4.7 Hypothesis testing

OK, now we are going to discuss a concept of hypothesis testing. But first let’s go through an example from everyday life that we know or at least can imagine. Ready?

4.7.1 A game of tennis

So imagine there is a group of people and among them two amateur tennis players: John and Peter. Everyone wants to know which one of them is a better tennis player. Well, there is only one way to find out. Let’s play some games!

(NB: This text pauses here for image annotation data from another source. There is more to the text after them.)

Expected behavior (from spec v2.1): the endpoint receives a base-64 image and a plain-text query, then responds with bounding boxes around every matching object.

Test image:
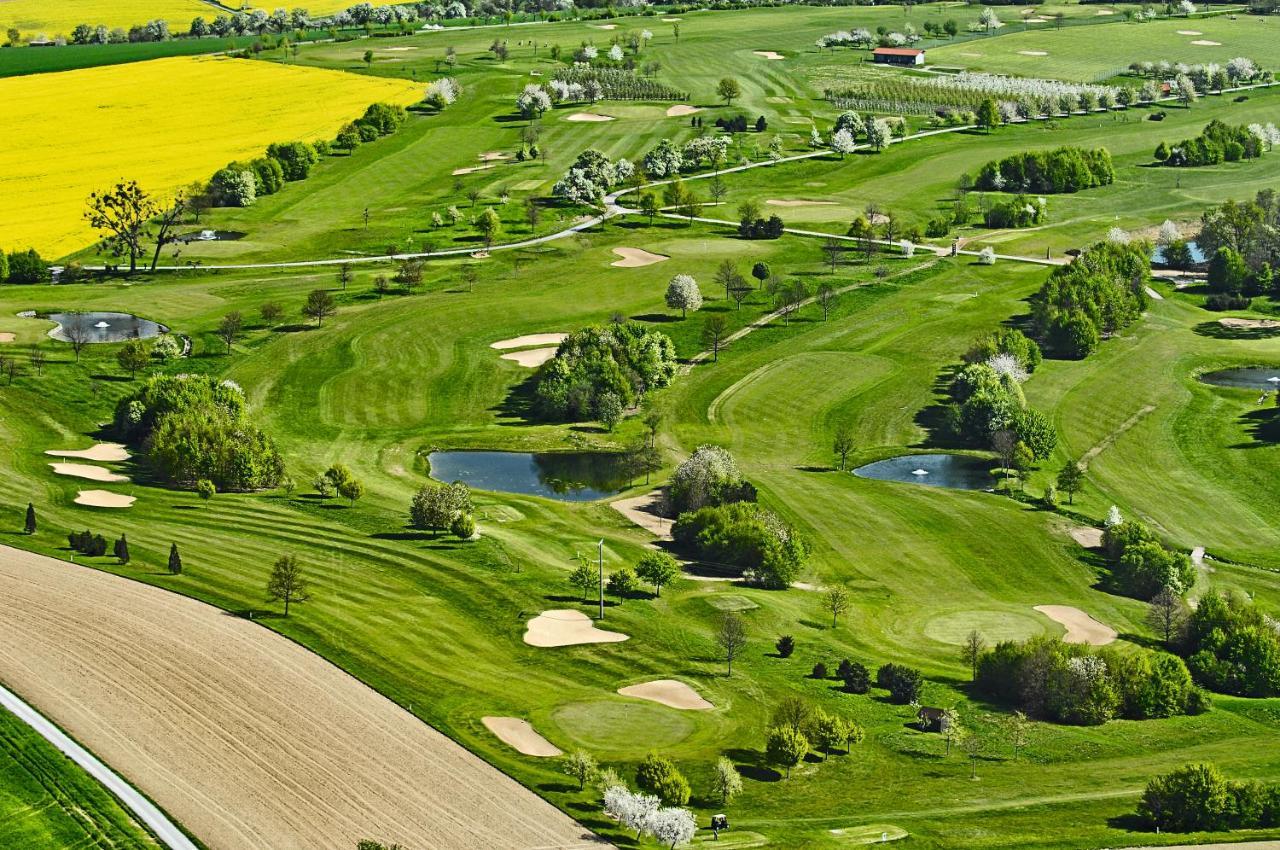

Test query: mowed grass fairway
[0,709,160,850]
[0,58,421,257]
[0,0,209,38]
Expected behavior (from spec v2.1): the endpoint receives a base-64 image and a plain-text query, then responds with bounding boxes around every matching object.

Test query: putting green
[924,611,1044,646]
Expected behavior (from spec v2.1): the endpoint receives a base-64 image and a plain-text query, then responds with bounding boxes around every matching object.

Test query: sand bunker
[765,197,836,206]
[489,334,568,351]
[480,717,563,759]
[502,347,557,369]
[45,443,129,463]
[76,490,137,508]
[1036,605,1117,646]
[609,490,672,540]
[609,248,671,269]
[50,463,129,484]
[525,608,630,646]
[1217,319,1280,330]
[618,678,716,712]
[1069,525,1102,549]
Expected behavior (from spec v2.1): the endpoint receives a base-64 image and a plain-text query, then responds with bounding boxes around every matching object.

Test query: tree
[764,726,809,778]
[1057,461,1084,504]
[302,289,338,328]
[712,755,742,805]
[960,629,987,681]
[562,750,600,791]
[1147,588,1187,646]
[218,310,244,355]
[266,554,311,617]
[115,339,151,379]
[977,97,1000,133]
[84,180,156,273]
[831,422,854,472]
[703,314,728,362]
[667,274,703,319]
[716,612,746,676]
[636,552,680,597]
[716,77,742,106]
[822,585,849,629]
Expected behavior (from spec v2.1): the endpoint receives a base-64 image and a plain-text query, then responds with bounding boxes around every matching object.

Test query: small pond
[1151,242,1208,266]
[428,452,631,502]
[854,454,995,490]
[45,312,169,342]
[1199,366,1280,390]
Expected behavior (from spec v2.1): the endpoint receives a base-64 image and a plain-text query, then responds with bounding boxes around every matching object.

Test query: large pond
[1201,366,1280,390]
[854,454,995,490]
[47,312,169,342]
[428,452,631,502]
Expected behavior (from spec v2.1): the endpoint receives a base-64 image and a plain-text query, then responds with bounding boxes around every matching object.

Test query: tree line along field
[0,710,160,850]
[0,58,421,257]
[0,213,1280,847]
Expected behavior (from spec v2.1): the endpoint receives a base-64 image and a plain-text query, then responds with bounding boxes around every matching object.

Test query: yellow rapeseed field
[0,56,421,257]
[0,0,218,38]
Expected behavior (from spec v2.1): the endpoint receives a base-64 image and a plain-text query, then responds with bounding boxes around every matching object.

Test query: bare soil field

As far as I’m aware a tennis match can end with a win of one player, the other loses (there are no draws). Before the games the people set the rules. Everyone agrees that the players will play six games. To prove their supremacy a player must win all six games (six wins in a row are unlikely to happen by accident, I hope we can all agree on that). The series of games ends with the result 0-6 for Peter. According to the previously set rules he is declared the local champion.

Believe it or not but this is what statisticians do. Of course they use more formal methodology and some mathematics, but still, this is what they do:

And that’s how it is, only that statisticians prefer to rely on probabilities instead of absolute numbers. So in our case a statistician says:

“I assume that \(H_{0}\) is true. Then I will conduct the experiment and record the result. I will calculate the probability of such a result (or a more extreme result) happening by chance. If it is small enough, let’s say 5% or less (\(prob \le 0.05\)), then the result is unlikely to have occurred by accident. Therefore I will reject my initial assumption (\(H_{0}\)) and choose the alternative (\(H_{A}\)). Otherwise I will stay with my initial assumption.”

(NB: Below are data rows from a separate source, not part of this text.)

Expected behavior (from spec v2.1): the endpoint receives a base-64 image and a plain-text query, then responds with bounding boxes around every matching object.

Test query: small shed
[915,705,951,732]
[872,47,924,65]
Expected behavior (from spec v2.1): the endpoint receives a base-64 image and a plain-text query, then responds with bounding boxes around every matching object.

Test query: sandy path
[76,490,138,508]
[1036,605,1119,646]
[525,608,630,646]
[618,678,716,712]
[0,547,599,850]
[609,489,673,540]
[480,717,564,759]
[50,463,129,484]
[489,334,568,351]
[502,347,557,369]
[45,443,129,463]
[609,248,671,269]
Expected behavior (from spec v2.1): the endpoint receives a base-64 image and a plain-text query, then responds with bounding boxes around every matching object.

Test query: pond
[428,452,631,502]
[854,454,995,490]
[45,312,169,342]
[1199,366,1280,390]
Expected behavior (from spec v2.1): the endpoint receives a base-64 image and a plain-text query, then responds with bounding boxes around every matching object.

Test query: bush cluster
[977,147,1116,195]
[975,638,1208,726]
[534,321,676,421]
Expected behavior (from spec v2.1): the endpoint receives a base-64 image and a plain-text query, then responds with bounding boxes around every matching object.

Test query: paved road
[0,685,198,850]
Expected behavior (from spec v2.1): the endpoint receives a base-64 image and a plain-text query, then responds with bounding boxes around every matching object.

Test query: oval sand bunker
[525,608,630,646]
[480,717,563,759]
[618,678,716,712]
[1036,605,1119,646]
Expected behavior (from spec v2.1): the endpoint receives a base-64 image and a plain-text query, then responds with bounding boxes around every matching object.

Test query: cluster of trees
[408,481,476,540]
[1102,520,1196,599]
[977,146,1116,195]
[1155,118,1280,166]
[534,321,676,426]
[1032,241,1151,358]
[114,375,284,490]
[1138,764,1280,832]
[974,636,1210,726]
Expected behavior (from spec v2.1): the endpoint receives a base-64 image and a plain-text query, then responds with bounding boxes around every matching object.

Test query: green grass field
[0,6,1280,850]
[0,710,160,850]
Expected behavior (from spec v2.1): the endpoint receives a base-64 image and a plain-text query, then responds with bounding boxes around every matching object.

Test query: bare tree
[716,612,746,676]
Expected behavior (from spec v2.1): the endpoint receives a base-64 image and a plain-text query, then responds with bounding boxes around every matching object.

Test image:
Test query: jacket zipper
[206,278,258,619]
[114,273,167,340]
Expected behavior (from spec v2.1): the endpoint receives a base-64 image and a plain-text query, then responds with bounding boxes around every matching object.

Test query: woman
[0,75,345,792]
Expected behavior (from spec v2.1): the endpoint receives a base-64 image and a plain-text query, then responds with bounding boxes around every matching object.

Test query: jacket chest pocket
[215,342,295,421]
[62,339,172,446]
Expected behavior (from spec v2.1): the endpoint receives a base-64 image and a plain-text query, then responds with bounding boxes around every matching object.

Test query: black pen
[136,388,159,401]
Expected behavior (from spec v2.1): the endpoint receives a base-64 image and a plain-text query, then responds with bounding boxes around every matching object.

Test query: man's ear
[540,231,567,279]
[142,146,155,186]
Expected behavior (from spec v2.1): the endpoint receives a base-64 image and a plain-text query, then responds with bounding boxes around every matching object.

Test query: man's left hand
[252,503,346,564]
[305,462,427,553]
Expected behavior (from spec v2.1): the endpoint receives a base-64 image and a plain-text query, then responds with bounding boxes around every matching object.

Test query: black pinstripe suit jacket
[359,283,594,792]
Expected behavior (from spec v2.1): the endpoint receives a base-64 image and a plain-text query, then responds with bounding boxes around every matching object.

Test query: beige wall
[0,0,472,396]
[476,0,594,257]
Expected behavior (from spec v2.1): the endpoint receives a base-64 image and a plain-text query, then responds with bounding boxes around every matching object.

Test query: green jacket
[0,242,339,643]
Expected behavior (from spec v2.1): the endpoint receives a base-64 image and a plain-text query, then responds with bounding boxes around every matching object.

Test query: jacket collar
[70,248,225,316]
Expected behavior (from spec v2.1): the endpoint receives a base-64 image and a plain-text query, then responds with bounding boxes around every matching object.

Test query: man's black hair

Let’s see such a process in practice and connect it with what we already know.

4.7.2 Tennis - computer simulation

First a computer simulation.

# result of 6 tennis games under H0 (equally strong tennis players)
function getResultOf6TennisGames()
    return sum(Rand.rand(0:1, 6)) # 0 means John won, 1 means Peter won
end

Rand.seed!(321)
tennisGames = [getResultOf6TennisGames() for _ in 1:100_000]
tennisCounts = getCounts(tennisGames)
tennisProbs = getProbs(tennisCounts)

Here getResultOf6TennisGames returns a result of 6 games under \(H_0\) (both players got equal probability to win a game). When John wins a game then we get 0, when Peter we get 1. So if after running getResultOf6TennisGames we get, e.g. 4 we know that Peter won 4 games and John won 2 games. We repeat the experiment 100’000 times to get a reliable estimate of the results distribution.

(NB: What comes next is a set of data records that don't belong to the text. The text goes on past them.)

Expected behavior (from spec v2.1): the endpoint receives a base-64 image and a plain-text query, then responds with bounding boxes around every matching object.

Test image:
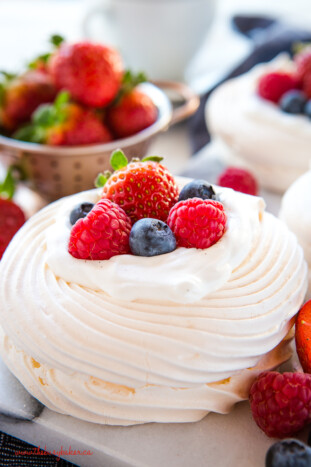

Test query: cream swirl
[279,171,311,297]
[206,55,311,192]
[0,181,306,425]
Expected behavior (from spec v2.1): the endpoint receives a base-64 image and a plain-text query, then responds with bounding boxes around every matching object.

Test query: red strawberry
[217,167,258,196]
[13,93,112,146]
[249,371,311,440]
[102,151,178,223]
[0,70,56,131]
[107,88,158,138]
[0,169,25,259]
[68,199,132,260]
[0,198,25,259]
[167,198,227,249]
[257,71,299,103]
[295,300,311,373]
[49,41,124,107]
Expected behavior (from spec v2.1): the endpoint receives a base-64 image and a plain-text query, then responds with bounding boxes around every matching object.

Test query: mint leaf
[12,123,46,144]
[0,168,15,199]
[110,149,128,170]
[141,156,163,162]
[94,173,108,188]
[50,34,65,47]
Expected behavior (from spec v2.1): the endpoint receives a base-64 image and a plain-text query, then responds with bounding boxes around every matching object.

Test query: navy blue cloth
[189,16,311,153]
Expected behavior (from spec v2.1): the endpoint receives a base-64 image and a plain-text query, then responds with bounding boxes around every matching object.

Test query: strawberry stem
[110,149,128,170]
[0,167,16,199]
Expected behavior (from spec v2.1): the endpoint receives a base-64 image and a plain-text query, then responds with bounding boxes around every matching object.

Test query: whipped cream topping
[279,171,311,298]
[46,188,264,303]
[0,180,307,425]
[206,54,311,192]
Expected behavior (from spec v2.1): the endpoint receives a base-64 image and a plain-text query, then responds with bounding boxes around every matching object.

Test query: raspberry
[295,300,311,373]
[217,167,258,196]
[302,72,311,99]
[68,199,131,260]
[102,161,179,223]
[249,371,311,438]
[0,198,25,259]
[257,71,298,103]
[167,198,227,249]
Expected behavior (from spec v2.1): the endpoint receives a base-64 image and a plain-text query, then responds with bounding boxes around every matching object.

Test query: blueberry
[279,90,307,114]
[130,217,176,256]
[70,202,94,225]
[304,100,311,118]
[178,180,216,201]
[266,439,311,467]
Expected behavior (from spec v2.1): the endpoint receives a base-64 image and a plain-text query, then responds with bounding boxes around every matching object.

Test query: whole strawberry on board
[106,71,158,138]
[0,70,57,131]
[0,169,25,259]
[295,300,311,373]
[97,150,179,223]
[13,91,112,146]
[294,45,311,99]
[49,41,124,107]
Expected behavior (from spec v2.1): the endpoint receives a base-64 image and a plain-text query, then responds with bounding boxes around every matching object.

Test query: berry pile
[68,150,227,260]
[0,36,158,146]
[257,46,311,118]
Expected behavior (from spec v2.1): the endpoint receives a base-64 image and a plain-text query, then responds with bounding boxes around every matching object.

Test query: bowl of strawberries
[0,36,199,201]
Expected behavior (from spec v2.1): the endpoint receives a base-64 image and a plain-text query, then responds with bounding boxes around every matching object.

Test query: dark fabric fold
[189,16,311,154]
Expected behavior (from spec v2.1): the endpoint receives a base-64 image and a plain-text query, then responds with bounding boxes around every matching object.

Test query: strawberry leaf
[0,168,15,199]
[54,91,70,110]
[141,156,163,162]
[12,123,46,144]
[0,83,5,107]
[110,149,128,170]
[50,34,65,47]
[32,104,56,127]
[27,53,51,70]
[94,173,108,188]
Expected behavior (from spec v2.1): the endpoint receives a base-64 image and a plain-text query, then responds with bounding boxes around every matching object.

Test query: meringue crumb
[31,358,41,368]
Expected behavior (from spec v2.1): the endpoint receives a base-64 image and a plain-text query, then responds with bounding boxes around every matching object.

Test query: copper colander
[0,81,199,201]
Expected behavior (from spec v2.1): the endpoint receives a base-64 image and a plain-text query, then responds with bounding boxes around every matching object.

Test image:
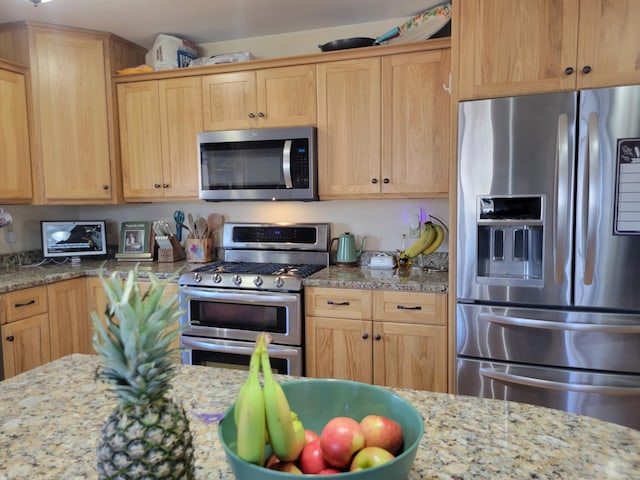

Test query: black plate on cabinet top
[318,37,376,52]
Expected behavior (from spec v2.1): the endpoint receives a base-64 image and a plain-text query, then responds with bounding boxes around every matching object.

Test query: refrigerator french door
[456,86,640,429]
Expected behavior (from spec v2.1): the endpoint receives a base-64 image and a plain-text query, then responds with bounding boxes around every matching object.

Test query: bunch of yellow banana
[233,333,305,465]
[400,222,444,260]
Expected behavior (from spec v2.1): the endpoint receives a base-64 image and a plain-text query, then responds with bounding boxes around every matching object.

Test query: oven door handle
[181,336,298,358]
[480,368,640,396]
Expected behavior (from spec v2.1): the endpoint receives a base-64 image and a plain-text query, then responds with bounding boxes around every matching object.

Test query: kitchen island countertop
[0,354,640,480]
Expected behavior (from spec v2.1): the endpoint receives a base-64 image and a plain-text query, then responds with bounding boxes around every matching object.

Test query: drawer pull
[13,300,36,308]
[396,305,422,310]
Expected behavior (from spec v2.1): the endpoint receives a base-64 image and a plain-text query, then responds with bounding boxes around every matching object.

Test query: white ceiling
[0,0,443,48]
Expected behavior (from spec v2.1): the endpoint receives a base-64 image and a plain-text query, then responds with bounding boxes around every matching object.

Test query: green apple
[349,447,395,472]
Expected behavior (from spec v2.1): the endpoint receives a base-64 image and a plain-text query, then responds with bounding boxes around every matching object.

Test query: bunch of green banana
[233,336,267,466]
[262,336,305,462]
[400,222,444,260]
[233,333,305,466]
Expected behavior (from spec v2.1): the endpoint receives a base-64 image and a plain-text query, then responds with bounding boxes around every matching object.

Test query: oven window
[191,300,287,334]
[191,350,289,374]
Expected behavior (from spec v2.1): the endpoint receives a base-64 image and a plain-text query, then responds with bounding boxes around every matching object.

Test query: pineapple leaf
[91,266,182,405]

OK, at the beginning of this chapter we intuitively said that a player needs to win 6 games to become the local champion. We know that the result was 0-6 for Peter. Let’s see what is the probability that Peter won by chance six games in a row (assuming \(H_{0}\) is true).

tennisProbs[6]

0.01538

In this case the probability of Peter winning by chance six games in a row is very small. If we express it graphically it roughly looks like this:

# prob = 0.015
impossible ||||||||||||||||||||||||||||||||||||||||||||||||||| certain
            ∆

So, it seems that intuitively we set the cutoff level well. Let’s see if the statistician from the quotation above would be satisfied (“If it is small enough, let’s say 5% or less (\(prob \le 0.05\)), then the result is unlikely to have occurred by accident. Therefore I will reject my initial assumption (\(H_{0}\)) and choose the alternative (\(H_{A}\)). Otherwise I will stay with my initial assumption.”)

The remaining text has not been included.